The Power5 processor has the same instruction pipeline as the Power4, but adds simultaneous multithreading (SMT) and has a different memory hierarchy. (There are also improvements to power management, RAS, etc.) This page highlights the Power5's memory hierarchy.
| cycles (2004) |
lmbench (2005) |
sizes | line size | associativity | write policy | sharing | transfer rate | |
|---|---|---|---|---|---|---|---|---|
| registers | 1 | 32+32 (120+120) |
per thread (per core) |
|||||
| L1 Icache | 1 | 64 KB | 128 bytes | 2-way | per core | |||
| L1 Dcache | 2 | 2 | 32 KB | 128 bytes | 4-way | write-through | per core | 2 words/cycle |
| L2 cache | 13 | 32 | 1.875 MB | 128 bytes | 10-way | write back | shared | 4 words/cycle |
| L3 cache | 87 | 92 | 36 MB | 256 bytes | 12-way | write back | shared | < 1 word/cycle |
| memory | 220 | 403 | 4 GB per node |
All caches on the Power5 use LRU replacement.

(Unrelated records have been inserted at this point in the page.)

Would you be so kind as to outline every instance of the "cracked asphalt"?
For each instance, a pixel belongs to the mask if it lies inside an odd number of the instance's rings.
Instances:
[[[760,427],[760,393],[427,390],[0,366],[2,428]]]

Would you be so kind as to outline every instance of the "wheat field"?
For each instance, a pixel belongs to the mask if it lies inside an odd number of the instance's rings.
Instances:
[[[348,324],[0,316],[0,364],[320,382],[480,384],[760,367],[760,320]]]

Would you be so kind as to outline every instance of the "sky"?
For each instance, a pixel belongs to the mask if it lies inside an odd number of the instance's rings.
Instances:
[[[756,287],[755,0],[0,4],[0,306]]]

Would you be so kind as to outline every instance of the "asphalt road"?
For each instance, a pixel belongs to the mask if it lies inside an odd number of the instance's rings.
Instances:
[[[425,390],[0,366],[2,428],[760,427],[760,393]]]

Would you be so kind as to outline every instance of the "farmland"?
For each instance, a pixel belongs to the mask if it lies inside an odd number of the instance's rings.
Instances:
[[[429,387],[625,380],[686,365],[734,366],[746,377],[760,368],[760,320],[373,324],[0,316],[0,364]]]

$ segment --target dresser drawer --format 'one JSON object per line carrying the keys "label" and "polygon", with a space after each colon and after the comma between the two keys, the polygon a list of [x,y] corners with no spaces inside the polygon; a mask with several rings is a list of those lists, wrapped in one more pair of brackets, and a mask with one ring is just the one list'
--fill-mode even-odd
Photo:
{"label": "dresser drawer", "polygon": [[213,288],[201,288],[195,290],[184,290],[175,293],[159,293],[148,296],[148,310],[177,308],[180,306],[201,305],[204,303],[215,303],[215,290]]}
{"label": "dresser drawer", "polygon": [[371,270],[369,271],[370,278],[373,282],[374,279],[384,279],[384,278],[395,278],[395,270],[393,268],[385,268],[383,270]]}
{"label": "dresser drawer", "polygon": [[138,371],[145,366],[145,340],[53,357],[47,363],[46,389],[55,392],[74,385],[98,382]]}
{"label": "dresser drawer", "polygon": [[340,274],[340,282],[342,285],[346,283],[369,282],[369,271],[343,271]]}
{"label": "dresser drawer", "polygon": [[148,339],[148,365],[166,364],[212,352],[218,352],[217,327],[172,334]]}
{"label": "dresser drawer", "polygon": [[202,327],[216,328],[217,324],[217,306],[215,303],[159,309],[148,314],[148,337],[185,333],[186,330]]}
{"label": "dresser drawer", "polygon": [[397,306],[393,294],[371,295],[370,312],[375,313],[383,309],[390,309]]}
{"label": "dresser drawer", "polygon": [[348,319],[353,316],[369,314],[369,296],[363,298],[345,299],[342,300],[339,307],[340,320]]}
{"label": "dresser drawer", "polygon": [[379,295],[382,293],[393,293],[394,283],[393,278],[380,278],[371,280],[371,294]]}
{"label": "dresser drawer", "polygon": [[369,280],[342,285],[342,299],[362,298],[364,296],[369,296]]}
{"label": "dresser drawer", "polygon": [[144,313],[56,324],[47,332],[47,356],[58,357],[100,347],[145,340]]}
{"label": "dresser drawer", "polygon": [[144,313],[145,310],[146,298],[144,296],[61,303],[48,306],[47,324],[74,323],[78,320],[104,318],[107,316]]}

set/line/associativity/slice organization
(note 1: the directory bits needed for valid/tag/writeback are not shown below)
(note 2: some books use "bank" to mean what the IBM authors have called a slice;
slices are used to avoid L2 access conflicts between the two CPUs)
L2 one of three slices (640 KB per slice)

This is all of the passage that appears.